Something special for Boxing Day

Special Boxing Day Cake
I made some amazing discoveries amongst the treasure trove of recipes Grandma left in her collection. Here is her special cake for Boxing Day which has the key ingredients of dates, honey and a hint of almond, giving it a taste of North Africa. I’ve made Boxing Day Cake quite a few times over the last few weeks for people to try out at the various signings and events about Grandma Abson's Traditional Baking  book. It’s been fantastic to see the delight on their faces when they taste it. I've given the recipe out to listeners on Radio Sheffield  earlier this week as well.
There are various explanations about what is Boxing Day. The most popular one is that it was when servants received a box with leftover foodstuffs for them to take to visit their families after the Christmas Day festivities. 

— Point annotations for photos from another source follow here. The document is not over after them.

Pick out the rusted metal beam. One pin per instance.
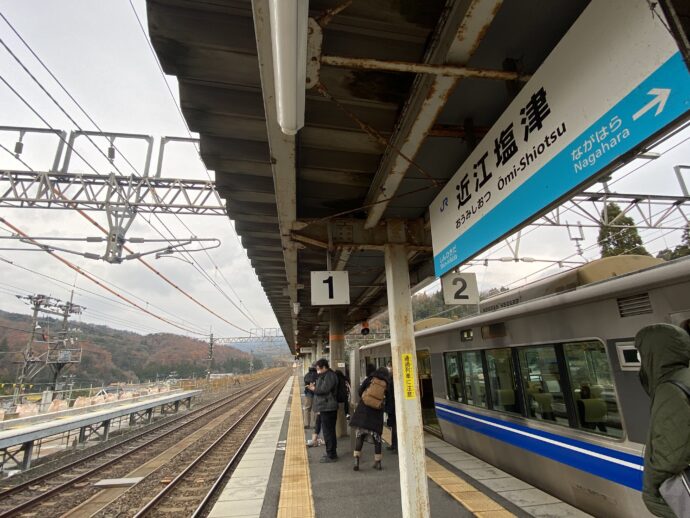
(456, 40)
(455, 131)
(283, 161)
(351, 234)
(422, 68)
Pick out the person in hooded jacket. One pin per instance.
(665, 355)
(368, 421)
(309, 381)
(326, 405)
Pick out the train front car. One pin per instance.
(543, 384)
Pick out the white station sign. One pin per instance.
(330, 288)
(460, 289)
(614, 80)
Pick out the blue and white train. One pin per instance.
(543, 383)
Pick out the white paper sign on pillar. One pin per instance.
(330, 288)
(460, 289)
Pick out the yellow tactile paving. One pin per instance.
(473, 500)
(296, 499)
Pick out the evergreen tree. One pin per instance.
(623, 239)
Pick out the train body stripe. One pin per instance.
(612, 465)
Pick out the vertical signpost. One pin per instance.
(613, 82)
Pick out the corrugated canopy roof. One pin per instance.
(220, 52)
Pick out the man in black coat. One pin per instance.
(368, 421)
(309, 380)
(326, 404)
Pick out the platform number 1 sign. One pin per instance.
(330, 288)
(460, 289)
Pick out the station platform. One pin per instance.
(280, 476)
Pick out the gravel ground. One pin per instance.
(185, 497)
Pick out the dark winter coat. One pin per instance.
(310, 377)
(366, 417)
(324, 392)
(665, 355)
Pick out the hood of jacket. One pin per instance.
(664, 350)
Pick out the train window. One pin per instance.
(541, 379)
(475, 390)
(453, 377)
(593, 389)
(502, 383)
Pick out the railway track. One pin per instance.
(51, 493)
(193, 478)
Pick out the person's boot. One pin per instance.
(377, 461)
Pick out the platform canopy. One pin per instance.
(377, 144)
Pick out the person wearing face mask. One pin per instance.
(665, 375)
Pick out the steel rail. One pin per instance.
(170, 486)
(61, 487)
(231, 463)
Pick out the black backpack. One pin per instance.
(341, 388)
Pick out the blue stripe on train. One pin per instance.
(587, 460)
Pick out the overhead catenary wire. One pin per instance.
(68, 286)
(28, 72)
(144, 262)
(196, 147)
(86, 274)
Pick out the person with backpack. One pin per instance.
(368, 416)
(326, 405)
(309, 380)
(665, 375)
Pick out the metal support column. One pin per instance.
(336, 339)
(411, 456)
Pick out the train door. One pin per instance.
(426, 391)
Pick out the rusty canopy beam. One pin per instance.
(457, 38)
(422, 68)
(348, 234)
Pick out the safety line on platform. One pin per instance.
(296, 498)
(467, 495)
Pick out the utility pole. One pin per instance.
(61, 355)
(31, 363)
(210, 357)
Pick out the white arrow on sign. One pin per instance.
(661, 96)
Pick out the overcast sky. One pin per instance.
(99, 53)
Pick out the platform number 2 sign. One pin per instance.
(330, 288)
(460, 289)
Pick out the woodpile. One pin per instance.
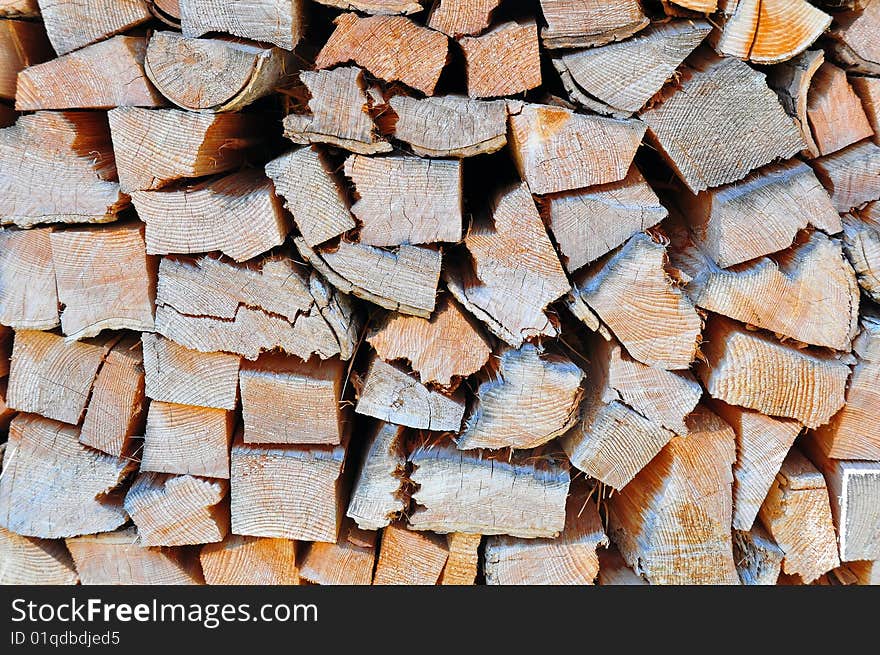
(454, 292)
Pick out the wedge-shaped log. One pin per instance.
(52, 486)
(557, 150)
(474, 492)
(178, 510)
(100, 76)
(118, 558)
(28, 296)
(779, 380)
(239, 215)
(212, 305)
(503, 61)
(797, 515)
(406, 200)
(620, 78)
(390, 394)
(289, 492)
(58, 167)
(636, 298)
(72, 25)
(570, 559)
(590, 222)
(672, 522)
(527, 397)
(443, 349)
(239, 560)
(730, 94)
(105, 279)
(156, 147)
(287, 401)
(579, 23)
(407, 557)
(175, 374)
(187, 440)
(758, 215)
(515, 271)
(277, 21)
(392, 48)
(26, 560)
(214, 75)
(339, 112)
(349, 561)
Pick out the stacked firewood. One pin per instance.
(399, 292)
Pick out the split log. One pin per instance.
(175, 374)
(410, 558)
(781, 380)
(557, 150)
(58, 167)
(392, 48)
(277, 21)
(515, 272)
(758, 215)
(178, 510)
(730, 93)
(762, 443)
(238, 215)
(807, 292)
(443, 350)
(672, 521)
(25, 560)
(636, 298)
(22, 44)
(461, 566)
(287, 401)
(390, 394)
(349, 561)
(289, 492)
(835, 112)
(758, 558)
(117, 558)
(526, 398)
(117, 404)
(620, 78)
(404, 280)
(521, 495)
(53, 377)
(590, 222)
(72, 25)
(105, 279)
(156, 147)
(377, 496)
(212, 305)
(450, 126)
(28, 296)
(52, 486)
(570, 559)
(851, 175)
(406, 200)
(504, 61)
(579, 23)
(339, 112)
(769, 31)
(187, 440)
(214, 75)
(100, 76)
(241, 560)
(797, 514)
(854, 39)
(312, 195)
(457, 18)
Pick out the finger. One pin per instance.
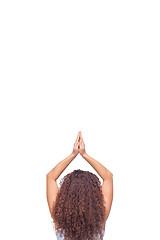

I’ve not been able to find out where Grandma got this recipe from, but since it contains dates, I suppose this was a good way to use any dates left from Christmas Day feasting since you never have room to eat them on Christmas Day. It also has only a very small amount of sugar - 1 dessertspoon only.  In fact, I’ve made it without any sugar and let the sweetness come through the dates and honey. This cake will keep a few days as it is fairly moist. Grandma adds milk before baking in the oven which gives the cake a lighter texture. It doesn’t take too long to mix and will certainly be a talking point for your family and friends.

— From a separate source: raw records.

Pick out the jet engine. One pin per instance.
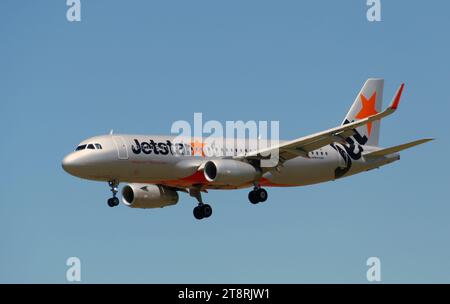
(230, 172)
(148, 196)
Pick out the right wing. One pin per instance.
(387, 151)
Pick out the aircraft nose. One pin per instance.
(70, 163)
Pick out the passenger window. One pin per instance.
(81, 147)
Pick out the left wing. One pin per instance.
(303, 145)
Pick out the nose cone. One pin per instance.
(71, 164)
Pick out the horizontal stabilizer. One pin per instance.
(387, 151)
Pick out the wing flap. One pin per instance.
(394, 149)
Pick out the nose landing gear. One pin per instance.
(113, 201)
(257, 195)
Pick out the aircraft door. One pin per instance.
(122, 151)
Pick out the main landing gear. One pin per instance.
(202, 210)
(113, 201)
(257, 195)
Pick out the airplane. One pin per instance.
(156, 168)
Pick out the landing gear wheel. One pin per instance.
(110, 202)
(202, 211)
(198, 214)
(113, 201)
(207, 210)
(257, 195)
(261, 194)
(252, 197)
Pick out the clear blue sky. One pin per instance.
(137, 66)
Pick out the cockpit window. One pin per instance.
(80, 147)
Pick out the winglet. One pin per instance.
(396, 100)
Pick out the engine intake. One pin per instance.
(148, 196)
(230, 172)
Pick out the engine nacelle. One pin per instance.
(148, 196)
(230, 172)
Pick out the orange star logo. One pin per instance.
(197, 148)
(368, 109)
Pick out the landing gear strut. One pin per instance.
(113, 201)
(257, 195)
(202, 210)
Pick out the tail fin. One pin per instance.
(368, 102)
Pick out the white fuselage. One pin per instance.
(156, 159)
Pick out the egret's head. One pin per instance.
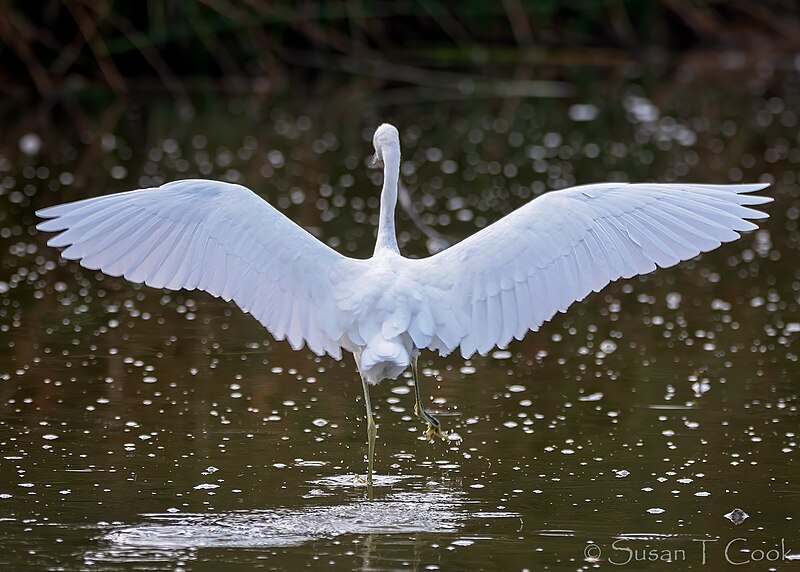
(386, 139)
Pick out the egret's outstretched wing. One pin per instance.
(515, 274)
(213, 236)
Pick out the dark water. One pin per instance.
(154, 430)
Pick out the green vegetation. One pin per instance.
(250, 45)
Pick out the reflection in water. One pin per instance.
(166, 536)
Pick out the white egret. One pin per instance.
(509, 278)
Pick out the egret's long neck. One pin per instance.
(387, 236)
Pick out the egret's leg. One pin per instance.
(372, 430)
(434, 427)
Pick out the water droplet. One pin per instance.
(737, 516)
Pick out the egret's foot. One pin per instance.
(434, 430)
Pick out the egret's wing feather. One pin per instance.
(217, 237)
(518, 272)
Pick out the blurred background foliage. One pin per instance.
(51, 46)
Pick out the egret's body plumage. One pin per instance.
(481, 293)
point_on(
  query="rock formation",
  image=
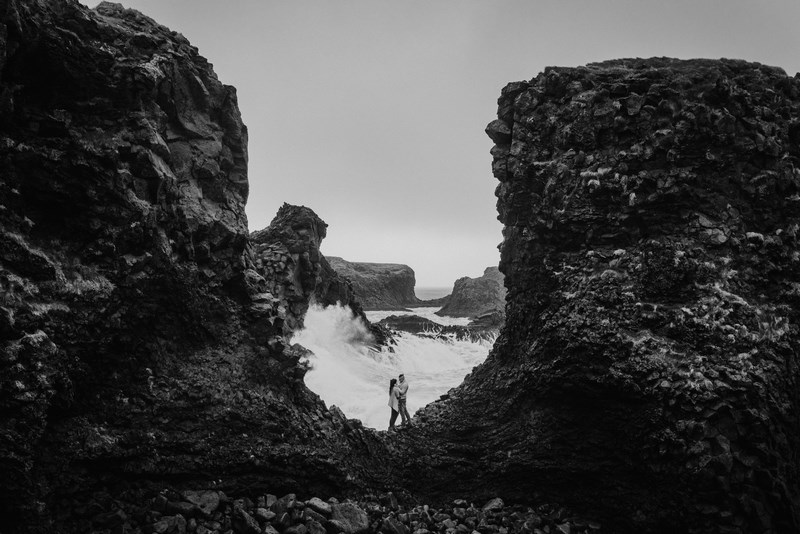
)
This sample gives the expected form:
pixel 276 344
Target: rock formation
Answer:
pixel 414 324
pixel 140 338
pixel 647 370
pixel 475 297
pixel 379 286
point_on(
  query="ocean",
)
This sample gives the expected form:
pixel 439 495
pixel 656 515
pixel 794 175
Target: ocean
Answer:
pixel 428 293
pixel 347 373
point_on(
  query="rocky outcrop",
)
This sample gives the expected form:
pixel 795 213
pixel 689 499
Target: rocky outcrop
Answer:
pixel 139 338
pixel 647 369
pixel 419 326
pixel 289 273
pixel 474 297
pixel 379 286
pixel 646 373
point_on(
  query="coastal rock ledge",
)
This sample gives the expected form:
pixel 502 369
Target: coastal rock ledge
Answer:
pixel 646 375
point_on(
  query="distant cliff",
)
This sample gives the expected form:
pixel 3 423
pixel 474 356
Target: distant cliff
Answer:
pixel 379 286
pixel 475 297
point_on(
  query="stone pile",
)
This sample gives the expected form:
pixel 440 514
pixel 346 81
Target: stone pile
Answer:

6 oz (175g) margarine or butter
1 dessertspoon sugar
3 tablespoons honey
3 eggs
4 oz (110g) dates
¼ tsp grated nutmeg
Pinch of salt
Few drops of almond extract
1 lb (450g) self raising flour (sifted)
Milk to mix 
“Cream the fats, sugar and honey. Slowly beat in the eggs. Then add the dates (cut into quarters), nutmeg, salt and almond essence. Gradually, fold in the sifted flour. Beat well with a wooden spoon. Add the milk to give a soft consistency. Put into a greased and lined 8” (21cm) tin. Bake in a slow oven for about 1 hour.” (300 F, Mark 2, 150 C) .
Whatever you’re baking this Christmas, I wish you every good wish for a wonderful festive time and happy and blissful baking!

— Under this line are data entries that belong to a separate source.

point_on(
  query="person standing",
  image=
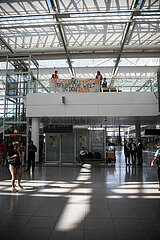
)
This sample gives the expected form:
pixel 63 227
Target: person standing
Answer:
pixel 32 149
pixel 55 75
pixel 127 151
pixel 2 152
pixel 133 152
pixel 157 160
pixel 23 149
pixel 139 149
pixel 15 166
pixel 83 154
pixel 99 77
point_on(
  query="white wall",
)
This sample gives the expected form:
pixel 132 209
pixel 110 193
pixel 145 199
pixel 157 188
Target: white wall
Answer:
pixel 92 104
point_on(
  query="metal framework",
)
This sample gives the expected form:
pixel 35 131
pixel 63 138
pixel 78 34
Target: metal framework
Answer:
pixel 78 29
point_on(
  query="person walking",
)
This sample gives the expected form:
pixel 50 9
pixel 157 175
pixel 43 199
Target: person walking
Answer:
pixel 32 149
pixel 15 166
pixel 157 160
pixel 23 149
pixel 139 149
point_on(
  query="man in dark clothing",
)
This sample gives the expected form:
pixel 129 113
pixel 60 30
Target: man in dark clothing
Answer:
pixel 139 149
pixel 2 152
pixel 31 156
pixel 157 160
pixel 10 148
pixel 127 152
pixel 133 151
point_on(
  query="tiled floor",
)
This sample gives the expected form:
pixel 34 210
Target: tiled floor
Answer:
pixel 83 203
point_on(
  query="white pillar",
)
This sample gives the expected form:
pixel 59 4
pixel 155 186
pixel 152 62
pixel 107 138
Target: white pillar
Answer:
pixel 35 136
pixel 138 132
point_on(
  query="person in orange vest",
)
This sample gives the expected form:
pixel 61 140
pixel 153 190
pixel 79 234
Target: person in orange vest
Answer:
pixel 55 75
pixel 99 77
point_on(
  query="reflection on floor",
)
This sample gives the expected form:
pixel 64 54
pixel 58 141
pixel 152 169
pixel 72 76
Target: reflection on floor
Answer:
pixel 82 202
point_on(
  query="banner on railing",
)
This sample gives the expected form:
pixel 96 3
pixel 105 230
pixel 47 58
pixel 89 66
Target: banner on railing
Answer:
pixel 75 85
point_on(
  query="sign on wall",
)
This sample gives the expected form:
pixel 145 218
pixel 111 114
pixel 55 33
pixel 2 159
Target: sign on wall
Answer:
pixel 75 85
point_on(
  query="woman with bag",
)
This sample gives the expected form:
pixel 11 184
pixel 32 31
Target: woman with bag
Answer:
pixel 15 166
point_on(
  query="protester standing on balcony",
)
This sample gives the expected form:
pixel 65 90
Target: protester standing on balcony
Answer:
pixel 55 75
pixel 99 77
pixel 2 152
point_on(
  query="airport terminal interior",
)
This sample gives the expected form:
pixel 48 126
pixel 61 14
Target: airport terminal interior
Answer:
pixel 81 79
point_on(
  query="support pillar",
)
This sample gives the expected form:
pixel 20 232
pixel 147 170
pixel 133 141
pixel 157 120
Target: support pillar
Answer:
pixel 138 132
pixel 35 136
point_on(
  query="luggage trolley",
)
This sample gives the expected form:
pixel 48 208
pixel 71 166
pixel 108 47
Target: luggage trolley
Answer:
pixel 110 156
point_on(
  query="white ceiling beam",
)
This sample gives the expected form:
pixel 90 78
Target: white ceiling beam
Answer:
pixel 125 37
pixel 44 55
pixel 3 41
pixel 70 14
pixel 62 35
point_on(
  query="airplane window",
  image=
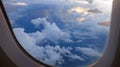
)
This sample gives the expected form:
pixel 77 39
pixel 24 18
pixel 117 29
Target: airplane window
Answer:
pixel 61 33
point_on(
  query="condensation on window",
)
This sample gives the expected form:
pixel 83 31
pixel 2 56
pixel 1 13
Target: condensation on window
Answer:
pixel 61 33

P.S. I went to see the E. Nesbit’s The Railway Children at Waterloo Station in London  recently. I’ve always loved the story since I first read it as a child in the 1950s. I thought the production was magnificent and it even brought back memories of going to Paris on the Eurostar from Waterloo station. The charity Railway Children  is one I’ve been supporting this Christmas.